Les stents actifs ne sont pas associés à un risque accru de thrombose de stent, contrairement à ce que l’on avait pensé. Voire, pour les thromboses de stent précoces, une tendance en faveur des stent actifs a été montrée (Spaulding, 2006 et 2011). La diminution des thromboses de stents actifs après angioplastie primaire pour SCA STEMI serait liée aux progrès du traitement médicamenteux associé. Ainsi, dans l’étude TRITONTIMI 38, dans la cohorte des STEMI, les patients sous prasugrel ont eu une évolution plus favorable que ceux sous clopidogrel, avec une réduction significative des événements du critère primaire et sans majoration des saignements majeurs hors pontage (selon TIMI). De même, l’incidence des thromboses de stent, avérées ou probables, a été réduite de moitié avec le prasugrel par rapport au clopidogrel (HR = 0,58 ; IC95 93).
Pour les stents bioabsorbables, une tendance à la réduction de moitié des thromboses de stent à été observée dans une étude comparative avec les stents nus (respectivement 0,9 % vs 2,1 %, p = 0,10).
Enfin, faut-il traiter toutes les lésions coronaires en plus de celle de l’artère « coupable », ou non ?
Dans le choc cardiogénique, la revascularisation doit être complète. En l’absence de choc, en cas de lésions non complexes, de procédure courte et si l’opérateur, l’équipe paramédicale et le patient ne sont pas fatigués, oui. Sinon, elle pourra être faite dans un deuxième temps, soit au cours de la même hospitalisation, soit secondairement mais dans les 15 jours.
La procédure terminée, il faut bien entendu souligner l’importance non seulement de la transmission des informations aux collègues, mais aussi celle de l’éducation thérapeutique sur le champ, à la fois sur la durée du traitement antiagrégant, sur l’importance de la prévention secondaire et du suivi thérapeutique rigoureux.
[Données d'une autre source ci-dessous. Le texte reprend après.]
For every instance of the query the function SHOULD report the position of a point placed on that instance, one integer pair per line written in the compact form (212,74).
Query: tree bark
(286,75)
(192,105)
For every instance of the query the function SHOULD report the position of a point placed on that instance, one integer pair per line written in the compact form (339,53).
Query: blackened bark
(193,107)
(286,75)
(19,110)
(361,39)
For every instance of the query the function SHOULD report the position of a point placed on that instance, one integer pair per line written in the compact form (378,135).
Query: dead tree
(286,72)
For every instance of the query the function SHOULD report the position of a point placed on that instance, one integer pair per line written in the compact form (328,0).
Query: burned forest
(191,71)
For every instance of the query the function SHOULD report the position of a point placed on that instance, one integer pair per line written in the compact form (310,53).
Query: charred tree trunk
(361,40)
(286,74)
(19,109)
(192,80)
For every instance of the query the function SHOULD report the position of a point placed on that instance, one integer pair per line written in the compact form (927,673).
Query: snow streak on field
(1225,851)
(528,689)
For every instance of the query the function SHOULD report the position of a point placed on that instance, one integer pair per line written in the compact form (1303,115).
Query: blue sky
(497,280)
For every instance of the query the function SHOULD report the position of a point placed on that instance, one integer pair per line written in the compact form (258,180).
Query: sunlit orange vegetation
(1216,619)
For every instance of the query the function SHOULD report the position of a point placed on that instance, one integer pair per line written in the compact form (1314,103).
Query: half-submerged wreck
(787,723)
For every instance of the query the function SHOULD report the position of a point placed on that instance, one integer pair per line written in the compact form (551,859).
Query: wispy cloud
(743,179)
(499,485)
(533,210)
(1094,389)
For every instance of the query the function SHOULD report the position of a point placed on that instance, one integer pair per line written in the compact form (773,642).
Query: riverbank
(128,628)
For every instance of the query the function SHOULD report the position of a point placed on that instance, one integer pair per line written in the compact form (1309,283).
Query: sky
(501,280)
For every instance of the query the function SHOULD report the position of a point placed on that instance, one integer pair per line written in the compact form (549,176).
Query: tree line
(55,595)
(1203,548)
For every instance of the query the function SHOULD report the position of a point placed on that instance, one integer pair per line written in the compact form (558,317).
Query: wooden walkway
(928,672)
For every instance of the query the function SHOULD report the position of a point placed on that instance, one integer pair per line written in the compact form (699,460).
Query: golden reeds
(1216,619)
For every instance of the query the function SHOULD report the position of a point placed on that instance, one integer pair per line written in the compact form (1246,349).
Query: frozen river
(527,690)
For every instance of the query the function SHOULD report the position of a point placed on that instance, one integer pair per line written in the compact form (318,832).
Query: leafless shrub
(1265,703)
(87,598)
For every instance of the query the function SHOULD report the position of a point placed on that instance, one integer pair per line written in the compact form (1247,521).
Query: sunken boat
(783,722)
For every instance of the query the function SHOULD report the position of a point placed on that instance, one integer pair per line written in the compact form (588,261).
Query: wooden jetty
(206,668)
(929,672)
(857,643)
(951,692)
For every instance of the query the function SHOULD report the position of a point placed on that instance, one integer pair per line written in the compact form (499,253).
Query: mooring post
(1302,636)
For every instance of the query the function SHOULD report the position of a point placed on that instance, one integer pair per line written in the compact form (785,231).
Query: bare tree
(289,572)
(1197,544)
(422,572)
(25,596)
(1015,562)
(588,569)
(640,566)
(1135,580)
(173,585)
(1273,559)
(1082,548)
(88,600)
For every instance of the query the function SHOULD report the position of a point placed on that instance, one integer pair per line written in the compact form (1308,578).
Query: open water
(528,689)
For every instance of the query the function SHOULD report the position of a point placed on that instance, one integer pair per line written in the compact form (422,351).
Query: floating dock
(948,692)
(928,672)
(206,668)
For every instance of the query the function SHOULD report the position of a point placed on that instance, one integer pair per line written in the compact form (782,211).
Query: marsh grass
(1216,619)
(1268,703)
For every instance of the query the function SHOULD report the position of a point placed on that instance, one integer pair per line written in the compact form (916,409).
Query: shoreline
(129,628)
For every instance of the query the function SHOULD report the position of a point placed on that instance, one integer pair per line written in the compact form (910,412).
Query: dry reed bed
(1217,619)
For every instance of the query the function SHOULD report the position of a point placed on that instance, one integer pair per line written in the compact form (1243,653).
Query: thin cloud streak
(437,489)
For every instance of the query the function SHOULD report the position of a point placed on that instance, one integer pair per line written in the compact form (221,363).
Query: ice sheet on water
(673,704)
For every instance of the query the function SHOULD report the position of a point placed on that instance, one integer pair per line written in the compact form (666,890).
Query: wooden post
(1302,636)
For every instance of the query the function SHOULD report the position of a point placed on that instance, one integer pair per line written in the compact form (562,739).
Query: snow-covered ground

À l’arrivée, le parcours continue...
D’après la communication de H. LE BRETON (Rennes)
La prise en charge ne s’arrête pas à la phase aiguë hospitalière. Il est important de continuer à évaluer les profils du risque ischémique et hémorragique des patients pour décider du traitement antithrombotique à la sortie de l’hôpital. Dans le registre ORBI, les saignements majeurs, BARC 3 ou 5, à un an (3,8 % dont 1,3 % en extrahospitalier) chez les patients après un SCA STEMI traité par un anti- GPIIbIIIa sont survenus le plus souvent sous clopidogrel (prescrit chez 25 à 30 % des patients). La durée actuellement recommandée de la bithérapie antiagrégante plaquettaire après un SCA reste encore d’environ un an.
En cas de besoin d’une chirurgie non urgente, elle doit être différée au-delà de 6 semaines après un stent nu, mais au-delà d’un an (6 mois ?) après un stent actif de dernière génération.
En fait, la gestion « à la carte » du traitement antithrombotique périopératoire doit prévaloir, en tenant compte à la fois du risque thrombotique et du risque hémorragique.
D’après un symposium organisé par Daiichi Sankyo, sous la présidence de G. MONTALESCOT (Paris) et C. SPAULDING (Paris), avec la participation de J.-E. DE LA COUSSAYE (Nîmes) et H. LE BRETON (Rennes)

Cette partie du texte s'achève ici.